Following the earnings report, S&P Capital IQ Equity Research reiterated its “Strong Buy” rating and 12-month price target of $78 for LSTR stock despite trimming its 2017 EPS estimate. Its analysts now expect full-year earnings to decline 4.5% to $3.22 in 2016, but then rebound 11% to $3.58 in 2017.
Their positive outlook on Landstar is due in part to the belief that demand for the third-party logistics sector will continue to improve and that the company’s flexible asset-light business model gives it an advantage over its competition. Lower operating costs and low fuel prices are a bonus.

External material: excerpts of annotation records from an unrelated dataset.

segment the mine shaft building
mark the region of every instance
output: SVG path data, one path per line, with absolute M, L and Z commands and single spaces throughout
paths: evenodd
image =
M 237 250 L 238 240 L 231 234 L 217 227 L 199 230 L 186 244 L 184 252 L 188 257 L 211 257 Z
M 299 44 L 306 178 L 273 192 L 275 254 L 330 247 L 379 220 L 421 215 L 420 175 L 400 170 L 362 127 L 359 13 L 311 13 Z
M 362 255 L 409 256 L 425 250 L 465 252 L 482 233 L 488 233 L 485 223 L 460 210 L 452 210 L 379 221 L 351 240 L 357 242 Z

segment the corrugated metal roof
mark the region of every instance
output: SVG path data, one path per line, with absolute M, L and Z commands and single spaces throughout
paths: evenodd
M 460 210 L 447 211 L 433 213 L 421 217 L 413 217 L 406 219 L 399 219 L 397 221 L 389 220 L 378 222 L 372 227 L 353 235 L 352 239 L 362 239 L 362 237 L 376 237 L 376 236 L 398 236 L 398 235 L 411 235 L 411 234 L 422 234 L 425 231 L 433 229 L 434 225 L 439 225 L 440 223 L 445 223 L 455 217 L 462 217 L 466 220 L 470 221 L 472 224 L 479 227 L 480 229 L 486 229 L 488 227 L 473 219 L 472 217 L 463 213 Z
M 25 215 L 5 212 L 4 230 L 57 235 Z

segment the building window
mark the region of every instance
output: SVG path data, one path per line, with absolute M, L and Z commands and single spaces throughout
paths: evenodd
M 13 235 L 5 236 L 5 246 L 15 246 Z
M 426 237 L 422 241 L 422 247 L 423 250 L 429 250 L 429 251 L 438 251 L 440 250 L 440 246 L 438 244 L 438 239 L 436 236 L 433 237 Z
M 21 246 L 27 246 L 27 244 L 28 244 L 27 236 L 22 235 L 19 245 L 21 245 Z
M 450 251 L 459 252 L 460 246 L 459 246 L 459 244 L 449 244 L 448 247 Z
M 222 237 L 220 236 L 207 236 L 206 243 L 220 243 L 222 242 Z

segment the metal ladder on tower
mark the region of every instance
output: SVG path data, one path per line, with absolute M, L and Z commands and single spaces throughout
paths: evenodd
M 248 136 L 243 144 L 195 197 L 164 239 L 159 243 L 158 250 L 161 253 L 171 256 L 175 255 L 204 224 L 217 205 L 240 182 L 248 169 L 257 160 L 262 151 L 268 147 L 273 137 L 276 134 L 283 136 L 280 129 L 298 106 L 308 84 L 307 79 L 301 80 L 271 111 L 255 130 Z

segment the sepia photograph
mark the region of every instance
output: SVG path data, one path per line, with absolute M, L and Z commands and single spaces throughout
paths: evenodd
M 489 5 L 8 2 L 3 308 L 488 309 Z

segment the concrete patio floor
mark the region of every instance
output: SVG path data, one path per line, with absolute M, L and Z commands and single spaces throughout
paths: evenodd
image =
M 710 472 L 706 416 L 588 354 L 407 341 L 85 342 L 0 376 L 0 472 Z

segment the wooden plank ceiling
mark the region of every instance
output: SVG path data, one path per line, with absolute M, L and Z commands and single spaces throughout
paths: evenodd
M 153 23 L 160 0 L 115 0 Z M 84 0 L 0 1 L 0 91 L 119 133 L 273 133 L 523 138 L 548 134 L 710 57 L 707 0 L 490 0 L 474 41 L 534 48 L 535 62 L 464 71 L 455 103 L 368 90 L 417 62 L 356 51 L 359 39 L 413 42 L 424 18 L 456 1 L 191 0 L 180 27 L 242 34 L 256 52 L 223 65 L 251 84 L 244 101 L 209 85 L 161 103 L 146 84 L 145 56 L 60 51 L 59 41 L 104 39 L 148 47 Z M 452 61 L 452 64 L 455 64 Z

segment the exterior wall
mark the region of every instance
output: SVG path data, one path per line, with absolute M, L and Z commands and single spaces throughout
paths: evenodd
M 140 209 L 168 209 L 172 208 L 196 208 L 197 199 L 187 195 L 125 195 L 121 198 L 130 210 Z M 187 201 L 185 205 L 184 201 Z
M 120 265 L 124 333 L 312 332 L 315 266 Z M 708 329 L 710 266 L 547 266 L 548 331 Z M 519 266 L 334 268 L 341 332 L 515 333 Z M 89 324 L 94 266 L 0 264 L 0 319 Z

Capital IQ considers LSTR stock a good value, noting shares are supported by a buyback program in which Landstar repurchased 2.5 million shares last year.
Turning to the chart, LSTR stock made an all-time high above $80 in November 2014 before sinking 35% to just over $53 in January 2016. A triple-bottom was formed by the lows made in December and January and confirmed by buy signals from my proprietary internal indicator, the Collins-Bollinger Reversal (CBR).
LSTR stock then rallied through its bearish resistance line and 50-day moving average in early February, and its 200-day moving average in March. In late April, LSTR confirmed its new uptrend with a new higher high and a golden cross (a long-term buy signal in which the 50-day moving average crosses up through the 200-day).
Buy LSTR stock on a pullback to $66 or on a break through its current top at about $68. My trading target is $78 for a potential gain of 15% to 18%.